Summer Smith is one of the main characters of the American media franchise Rick and Morty. Created by Justin Roiland and Dan Harmon and voiced by Spencer Grammer in the original animated series and Akiha Matsui in the anime series, Summer is a conventional and often superficial 17-year-old, who is obsessed with improving her social status among her peers. Known for her smart and humorous personality and for her high dexterity, the character has been well-received. She is the well-meaning and intelligent older sister of Morty Smith, the daughter of Jerry and Beth Smith, the granddaughter of Diane and Rick Sanchez, the ex-wife of Hemorrhage, and mother-aunt of Naruto Smith.
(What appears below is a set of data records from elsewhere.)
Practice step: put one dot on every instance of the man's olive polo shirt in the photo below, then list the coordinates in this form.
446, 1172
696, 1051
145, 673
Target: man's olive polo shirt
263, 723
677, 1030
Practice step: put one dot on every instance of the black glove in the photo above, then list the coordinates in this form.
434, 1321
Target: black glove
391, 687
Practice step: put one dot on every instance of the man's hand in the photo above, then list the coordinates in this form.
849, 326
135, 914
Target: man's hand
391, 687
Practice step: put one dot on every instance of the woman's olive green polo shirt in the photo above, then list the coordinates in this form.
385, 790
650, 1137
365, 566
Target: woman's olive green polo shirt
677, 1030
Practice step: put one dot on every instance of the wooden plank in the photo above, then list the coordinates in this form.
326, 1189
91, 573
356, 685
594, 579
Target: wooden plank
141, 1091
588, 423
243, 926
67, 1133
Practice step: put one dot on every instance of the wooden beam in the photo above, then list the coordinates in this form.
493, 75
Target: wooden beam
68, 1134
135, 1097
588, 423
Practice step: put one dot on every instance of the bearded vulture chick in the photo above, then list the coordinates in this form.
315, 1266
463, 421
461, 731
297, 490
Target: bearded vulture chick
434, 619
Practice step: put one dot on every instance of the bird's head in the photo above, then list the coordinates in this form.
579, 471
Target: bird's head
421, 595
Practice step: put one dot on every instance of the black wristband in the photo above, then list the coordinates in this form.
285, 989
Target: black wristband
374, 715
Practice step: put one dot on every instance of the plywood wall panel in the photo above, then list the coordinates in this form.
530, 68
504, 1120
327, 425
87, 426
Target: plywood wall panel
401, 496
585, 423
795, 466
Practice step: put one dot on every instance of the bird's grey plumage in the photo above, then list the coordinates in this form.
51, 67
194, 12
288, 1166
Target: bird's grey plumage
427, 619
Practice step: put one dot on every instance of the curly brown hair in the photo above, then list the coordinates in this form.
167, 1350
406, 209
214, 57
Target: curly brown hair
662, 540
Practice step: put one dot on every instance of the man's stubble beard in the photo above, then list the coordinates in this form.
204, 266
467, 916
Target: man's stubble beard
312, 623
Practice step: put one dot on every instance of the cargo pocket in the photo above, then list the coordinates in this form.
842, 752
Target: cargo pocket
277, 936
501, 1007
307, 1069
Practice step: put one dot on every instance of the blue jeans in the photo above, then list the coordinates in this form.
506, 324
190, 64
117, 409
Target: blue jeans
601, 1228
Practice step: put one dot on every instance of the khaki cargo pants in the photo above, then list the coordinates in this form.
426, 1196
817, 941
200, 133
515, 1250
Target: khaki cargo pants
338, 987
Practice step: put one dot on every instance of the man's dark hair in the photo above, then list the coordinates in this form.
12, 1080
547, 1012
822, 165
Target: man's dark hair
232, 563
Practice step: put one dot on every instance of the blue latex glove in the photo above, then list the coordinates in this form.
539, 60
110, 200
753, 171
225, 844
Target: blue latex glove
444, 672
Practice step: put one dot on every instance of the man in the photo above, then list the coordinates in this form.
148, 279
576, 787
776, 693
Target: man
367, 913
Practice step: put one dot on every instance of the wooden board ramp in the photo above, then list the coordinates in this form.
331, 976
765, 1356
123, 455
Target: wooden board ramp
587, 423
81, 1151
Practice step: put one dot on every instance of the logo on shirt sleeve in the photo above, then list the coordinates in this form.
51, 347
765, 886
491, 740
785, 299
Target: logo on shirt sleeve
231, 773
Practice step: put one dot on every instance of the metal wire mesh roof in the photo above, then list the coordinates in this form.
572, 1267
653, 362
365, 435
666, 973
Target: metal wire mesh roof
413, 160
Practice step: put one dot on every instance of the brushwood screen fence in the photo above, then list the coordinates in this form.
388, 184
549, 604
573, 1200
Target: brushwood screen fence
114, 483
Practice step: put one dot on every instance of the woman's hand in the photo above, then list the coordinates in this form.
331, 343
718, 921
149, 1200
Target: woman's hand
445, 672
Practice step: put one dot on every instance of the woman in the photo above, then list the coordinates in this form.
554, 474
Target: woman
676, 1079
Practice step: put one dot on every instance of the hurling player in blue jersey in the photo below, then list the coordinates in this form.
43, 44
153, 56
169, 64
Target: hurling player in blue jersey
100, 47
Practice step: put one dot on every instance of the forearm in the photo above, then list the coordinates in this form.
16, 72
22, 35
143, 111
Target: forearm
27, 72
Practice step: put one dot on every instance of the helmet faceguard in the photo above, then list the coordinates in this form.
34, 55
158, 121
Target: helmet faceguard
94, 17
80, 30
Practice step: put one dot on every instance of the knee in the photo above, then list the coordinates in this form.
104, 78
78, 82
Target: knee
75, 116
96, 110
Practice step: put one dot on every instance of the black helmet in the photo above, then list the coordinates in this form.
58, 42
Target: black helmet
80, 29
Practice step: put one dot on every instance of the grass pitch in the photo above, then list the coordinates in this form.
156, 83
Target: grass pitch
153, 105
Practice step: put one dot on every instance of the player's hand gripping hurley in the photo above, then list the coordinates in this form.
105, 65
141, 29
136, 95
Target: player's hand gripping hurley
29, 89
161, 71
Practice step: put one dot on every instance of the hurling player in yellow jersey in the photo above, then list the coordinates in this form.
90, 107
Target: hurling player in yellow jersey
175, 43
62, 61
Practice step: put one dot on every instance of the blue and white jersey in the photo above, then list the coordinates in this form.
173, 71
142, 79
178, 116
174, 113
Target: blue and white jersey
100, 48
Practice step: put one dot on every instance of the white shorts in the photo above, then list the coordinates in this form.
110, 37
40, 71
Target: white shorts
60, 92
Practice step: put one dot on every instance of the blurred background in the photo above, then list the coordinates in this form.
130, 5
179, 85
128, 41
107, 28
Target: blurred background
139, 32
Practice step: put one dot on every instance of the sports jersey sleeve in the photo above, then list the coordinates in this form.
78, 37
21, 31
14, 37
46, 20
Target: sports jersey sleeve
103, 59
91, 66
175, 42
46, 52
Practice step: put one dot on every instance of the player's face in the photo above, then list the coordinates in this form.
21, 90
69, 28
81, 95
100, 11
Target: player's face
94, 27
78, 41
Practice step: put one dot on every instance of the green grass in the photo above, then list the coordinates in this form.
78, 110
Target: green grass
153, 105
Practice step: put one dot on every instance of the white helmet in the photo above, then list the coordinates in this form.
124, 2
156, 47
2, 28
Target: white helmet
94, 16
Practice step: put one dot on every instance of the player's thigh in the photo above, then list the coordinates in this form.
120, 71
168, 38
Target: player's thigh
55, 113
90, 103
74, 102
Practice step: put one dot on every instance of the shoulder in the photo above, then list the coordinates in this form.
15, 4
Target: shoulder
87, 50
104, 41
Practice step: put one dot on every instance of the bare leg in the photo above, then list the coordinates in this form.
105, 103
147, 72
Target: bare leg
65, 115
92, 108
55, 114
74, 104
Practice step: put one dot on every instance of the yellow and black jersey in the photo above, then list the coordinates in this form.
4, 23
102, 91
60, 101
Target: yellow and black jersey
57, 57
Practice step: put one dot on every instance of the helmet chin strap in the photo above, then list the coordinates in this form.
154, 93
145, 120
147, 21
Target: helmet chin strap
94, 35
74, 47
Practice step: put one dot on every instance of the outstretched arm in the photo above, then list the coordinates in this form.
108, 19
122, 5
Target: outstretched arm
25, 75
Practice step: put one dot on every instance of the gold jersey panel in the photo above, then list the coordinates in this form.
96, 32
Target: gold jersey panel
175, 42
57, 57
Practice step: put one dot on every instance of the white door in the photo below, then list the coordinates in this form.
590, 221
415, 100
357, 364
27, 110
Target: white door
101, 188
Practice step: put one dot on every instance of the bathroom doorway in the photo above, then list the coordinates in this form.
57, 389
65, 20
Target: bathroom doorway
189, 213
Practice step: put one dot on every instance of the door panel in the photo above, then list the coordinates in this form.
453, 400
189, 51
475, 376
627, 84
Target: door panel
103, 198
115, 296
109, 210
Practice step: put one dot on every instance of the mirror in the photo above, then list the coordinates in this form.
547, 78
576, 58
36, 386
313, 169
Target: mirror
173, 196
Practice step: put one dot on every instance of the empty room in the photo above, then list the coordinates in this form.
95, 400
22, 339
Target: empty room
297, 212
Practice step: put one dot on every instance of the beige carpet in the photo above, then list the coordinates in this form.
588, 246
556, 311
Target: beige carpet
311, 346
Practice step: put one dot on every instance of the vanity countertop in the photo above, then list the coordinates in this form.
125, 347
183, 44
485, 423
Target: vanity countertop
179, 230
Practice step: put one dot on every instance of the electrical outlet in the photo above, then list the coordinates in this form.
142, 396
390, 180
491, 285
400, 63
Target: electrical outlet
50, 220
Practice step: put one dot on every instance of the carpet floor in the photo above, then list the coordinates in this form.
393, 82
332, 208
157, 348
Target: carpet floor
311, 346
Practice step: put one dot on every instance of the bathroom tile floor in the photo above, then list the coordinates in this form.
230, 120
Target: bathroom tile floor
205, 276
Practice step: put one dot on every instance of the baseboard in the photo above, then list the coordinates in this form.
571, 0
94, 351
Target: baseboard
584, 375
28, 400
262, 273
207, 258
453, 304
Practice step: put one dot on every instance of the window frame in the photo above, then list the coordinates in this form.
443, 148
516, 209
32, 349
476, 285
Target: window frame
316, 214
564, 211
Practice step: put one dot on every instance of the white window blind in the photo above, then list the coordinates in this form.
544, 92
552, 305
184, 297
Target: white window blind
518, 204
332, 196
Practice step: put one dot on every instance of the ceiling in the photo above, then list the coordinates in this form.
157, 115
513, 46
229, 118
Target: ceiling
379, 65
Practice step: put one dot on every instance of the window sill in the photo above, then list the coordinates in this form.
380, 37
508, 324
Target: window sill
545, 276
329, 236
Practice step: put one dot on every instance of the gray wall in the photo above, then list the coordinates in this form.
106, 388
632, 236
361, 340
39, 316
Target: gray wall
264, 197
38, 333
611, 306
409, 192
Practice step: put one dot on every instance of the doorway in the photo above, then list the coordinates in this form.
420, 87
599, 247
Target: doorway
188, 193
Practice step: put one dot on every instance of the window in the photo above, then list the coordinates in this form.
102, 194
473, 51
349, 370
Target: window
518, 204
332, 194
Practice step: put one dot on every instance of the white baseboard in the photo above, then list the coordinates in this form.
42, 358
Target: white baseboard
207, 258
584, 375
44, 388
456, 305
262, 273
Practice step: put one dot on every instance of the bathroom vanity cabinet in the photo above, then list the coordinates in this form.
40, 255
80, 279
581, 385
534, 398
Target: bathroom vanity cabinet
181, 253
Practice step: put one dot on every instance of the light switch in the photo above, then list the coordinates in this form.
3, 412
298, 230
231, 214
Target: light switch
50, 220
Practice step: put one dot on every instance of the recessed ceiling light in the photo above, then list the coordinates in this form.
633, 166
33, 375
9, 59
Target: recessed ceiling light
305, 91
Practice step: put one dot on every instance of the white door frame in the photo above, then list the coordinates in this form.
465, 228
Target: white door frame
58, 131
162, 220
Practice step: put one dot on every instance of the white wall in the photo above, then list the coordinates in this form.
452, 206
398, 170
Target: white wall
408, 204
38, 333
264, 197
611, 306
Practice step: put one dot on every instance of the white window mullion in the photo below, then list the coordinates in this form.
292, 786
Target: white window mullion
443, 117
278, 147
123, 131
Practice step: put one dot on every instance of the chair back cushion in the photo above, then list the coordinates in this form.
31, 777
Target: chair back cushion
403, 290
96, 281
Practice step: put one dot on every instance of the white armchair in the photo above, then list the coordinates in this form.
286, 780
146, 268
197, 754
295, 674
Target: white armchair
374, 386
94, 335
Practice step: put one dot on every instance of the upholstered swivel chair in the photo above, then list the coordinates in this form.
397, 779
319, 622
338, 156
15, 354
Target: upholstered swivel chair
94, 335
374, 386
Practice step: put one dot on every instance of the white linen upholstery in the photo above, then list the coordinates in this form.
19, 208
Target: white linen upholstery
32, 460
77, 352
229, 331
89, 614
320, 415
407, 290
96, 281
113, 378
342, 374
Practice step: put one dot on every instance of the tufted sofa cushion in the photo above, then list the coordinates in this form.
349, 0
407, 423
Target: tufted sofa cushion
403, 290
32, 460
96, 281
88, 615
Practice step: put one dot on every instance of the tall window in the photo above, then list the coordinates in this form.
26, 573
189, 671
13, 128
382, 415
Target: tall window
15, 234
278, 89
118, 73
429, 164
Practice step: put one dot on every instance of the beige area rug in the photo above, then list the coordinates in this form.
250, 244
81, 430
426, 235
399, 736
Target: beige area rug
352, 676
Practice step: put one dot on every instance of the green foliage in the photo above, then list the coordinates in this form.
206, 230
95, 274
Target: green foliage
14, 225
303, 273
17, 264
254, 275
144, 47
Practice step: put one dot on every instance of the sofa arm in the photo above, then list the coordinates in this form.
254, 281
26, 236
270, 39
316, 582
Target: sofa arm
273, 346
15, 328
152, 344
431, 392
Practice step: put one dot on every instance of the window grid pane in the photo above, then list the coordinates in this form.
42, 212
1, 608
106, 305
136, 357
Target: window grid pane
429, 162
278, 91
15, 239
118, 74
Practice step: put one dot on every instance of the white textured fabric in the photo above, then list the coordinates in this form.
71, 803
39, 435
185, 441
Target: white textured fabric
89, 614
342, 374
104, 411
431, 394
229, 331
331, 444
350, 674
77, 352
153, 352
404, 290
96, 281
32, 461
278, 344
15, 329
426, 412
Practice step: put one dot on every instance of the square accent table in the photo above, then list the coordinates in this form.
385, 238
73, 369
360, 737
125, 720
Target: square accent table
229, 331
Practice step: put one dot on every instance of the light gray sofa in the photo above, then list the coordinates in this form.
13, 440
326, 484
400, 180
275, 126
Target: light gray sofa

Following Rick and Morty abandoning their original reality in the first season episode "Rick Potion #9", a new Summer identical to the original is introduced, Summer C-131; the original Summer Prime is shown in a now post-apocalyptic wasteland with her parents in the third season episode "The Rickshank Rickdemption", before dying in the Rick and Morty comic series (later referenced in the sixth season premiere "Solaricks") a character trait later incorporated into their television series depiction. The character also serves as the protagonist of the 2016 miniseries Lil' Poopy Superstar, exploring her adventures after the events of the second season episode "Total Rickall", as well as the anthology series Rick and Morty Presents.

==Biography==
Summer is 17 years old and is a student at Harry Herpson High School along with her younger brother Morty. She occasionally expresses jealousy that Morty gets to accompany Rick on his inter-dimensional adventures, whom she sees as a hero, though he is often contemptuous and dismissive of her teenaged life perspective and values. As the series progresses, Summer begins accompanying Rick and Morty on their adventures and is trusted with restoring their memories in the scenario of the pair being rendered amnesiac.

==Development==
Addressing the character's "gradual" evolution from side character to main character over the course of the series and Dan Harmon's attribution of her vocal performance to the character's increased role in an interview with Looper, Summer Smith voice actress Spencer Grammer stated that:

"I maybe wasn't necessarily aware that I was having that kind of an influence at all [on the character], but I love voicing Summer and I love acting. So it's really lovely when you do something that you love and other people can find inspiration from that too."

==Reception==
The character has received positive reception. The Mary Sue praised Summer as "the most interesting female character to ever appear on Adult Swim [and] a great example of powerful, funny feminine youth." The A.V. Club praised "[how] Summer develop[s] from the fun, quippy side character to a notably more active participant in the intergalactic shenanigans and a strong thinker" over the course of the series, stating that "what makes her so fascinating is that some of the things that would be vilified in other young female characters often make her the smartest person in the room. The fact that she’s concerned about being social and popularity makes her the most personable. She tends to have a better understanding of how people work than anybody else." Inverse declared that "Without a doubt, Summer is the most relatable character on Rick and Morty", while SyFy described her as a better main character than their brother Morty, praising her increased role in the series as it goes on.

VerbStomp described Summer as "[one] of those girls in high school everyone hated, but simultaneously tried to be [and] primarily concerned with increasing her status amongst her peers, and [classmates] — she’s a necessary trope that adds to the dynamic of the Smith family."